One of the most memorable moments involved a non-descript green ball. My brother was pressed for a 4th starter one season (my stepmother, having found his balls haphazardly left on the stairs, made the cardinal mistake of throwing out his entire starting rotation much to his complete devastation) and put in a ball on a lark he called Groggy Green. Good old Groggy never won a race and then, one day, the planets aligned and Groggy Green pulled out in front and held off the competition. We were so amazed by this that the “stoppers” neglected their duties and didn’t stop all the balls as they crossed the finish line. Groggy Green escaped into the street where Mr. Baker (the father of one of our friends) promptly drove over him with his Ford Galaxy and shot him 50 feet in the air. When Groggy landed in the grass on the other side of the street he was still intact, but cracked all the way through several times. You couldn’t have written a more amazing script.
So here we were seemingly in our own little fishbowl living out another experience that would provide us with years of great memories thinking it was entirely our secret. One day I’m sitting in history class in 7th grade which just happened to be taught by my next-door-neighbor, Mr. Van Dusen. He stood up and announced to the entire class that we play this game with superballs and tells them how original he thinks it is and how impressed he is. He tries to convey to everyone how novel it is. Picture that. There I am desperately trying to impress fellow classmates and especially deal with my new-found interest in girls and this guy exposes me to all of them. So now I’m the biggest geek in school. I didn’t fully live that one down for quite some time.
Six years later we’re out cleaning up the garage and I reach up to clean off the top of the circuit breaker box when I feel something. I reach in and pull out a superball. It’s Big Blue! Mystery solved.

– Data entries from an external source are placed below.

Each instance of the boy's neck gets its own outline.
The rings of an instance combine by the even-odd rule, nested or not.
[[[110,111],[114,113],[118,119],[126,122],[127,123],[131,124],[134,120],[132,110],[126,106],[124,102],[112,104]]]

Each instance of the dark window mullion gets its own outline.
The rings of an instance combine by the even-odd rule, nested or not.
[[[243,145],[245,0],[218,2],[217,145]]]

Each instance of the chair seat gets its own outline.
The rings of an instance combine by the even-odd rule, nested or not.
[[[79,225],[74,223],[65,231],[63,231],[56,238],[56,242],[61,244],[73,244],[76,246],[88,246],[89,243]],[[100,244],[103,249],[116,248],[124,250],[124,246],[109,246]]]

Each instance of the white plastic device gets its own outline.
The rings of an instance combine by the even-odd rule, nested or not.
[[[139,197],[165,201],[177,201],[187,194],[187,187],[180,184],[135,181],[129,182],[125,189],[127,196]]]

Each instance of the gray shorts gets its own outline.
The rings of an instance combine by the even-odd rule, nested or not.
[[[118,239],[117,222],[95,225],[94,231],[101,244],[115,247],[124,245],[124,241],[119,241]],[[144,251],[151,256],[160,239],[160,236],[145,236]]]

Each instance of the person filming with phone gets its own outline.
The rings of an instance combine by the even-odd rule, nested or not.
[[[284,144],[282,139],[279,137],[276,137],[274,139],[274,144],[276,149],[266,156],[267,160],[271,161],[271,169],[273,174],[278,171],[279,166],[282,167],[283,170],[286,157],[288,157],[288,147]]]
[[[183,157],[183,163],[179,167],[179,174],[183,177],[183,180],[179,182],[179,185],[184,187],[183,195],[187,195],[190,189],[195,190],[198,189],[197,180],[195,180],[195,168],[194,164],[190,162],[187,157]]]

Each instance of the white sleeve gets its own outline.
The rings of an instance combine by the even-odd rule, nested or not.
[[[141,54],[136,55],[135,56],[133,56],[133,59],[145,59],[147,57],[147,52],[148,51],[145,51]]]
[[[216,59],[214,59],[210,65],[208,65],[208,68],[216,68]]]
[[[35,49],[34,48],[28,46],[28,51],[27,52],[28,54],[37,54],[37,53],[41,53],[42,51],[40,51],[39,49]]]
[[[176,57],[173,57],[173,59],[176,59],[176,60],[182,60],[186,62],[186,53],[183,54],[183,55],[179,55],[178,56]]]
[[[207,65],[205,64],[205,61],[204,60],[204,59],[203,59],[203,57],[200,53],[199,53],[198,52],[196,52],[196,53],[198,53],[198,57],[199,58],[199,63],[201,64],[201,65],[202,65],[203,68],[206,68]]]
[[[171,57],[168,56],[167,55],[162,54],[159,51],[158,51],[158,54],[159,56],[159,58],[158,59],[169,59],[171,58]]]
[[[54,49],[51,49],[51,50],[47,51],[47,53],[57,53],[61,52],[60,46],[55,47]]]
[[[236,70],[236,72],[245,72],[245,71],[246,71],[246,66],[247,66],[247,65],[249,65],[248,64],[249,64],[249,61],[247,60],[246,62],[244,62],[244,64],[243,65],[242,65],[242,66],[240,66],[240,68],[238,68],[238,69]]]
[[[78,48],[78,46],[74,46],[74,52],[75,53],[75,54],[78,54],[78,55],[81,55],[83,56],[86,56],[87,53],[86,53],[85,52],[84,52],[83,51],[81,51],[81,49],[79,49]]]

To this day I still have all my balls (and many of the others) in a box stored away in my garage and I’m amazed that every few years when I take them out I can still recall the names of many of them. Whirlpool, Tornado, Hurricane, Lady Perfume Perfect Pink, All Colors, Aqua Top Jr. and many more. I may have to be cremated with them at this point as I can’t bear the thought of someone finding this bag of random, somewhat run-down looking balls and just tossing them in the garbage.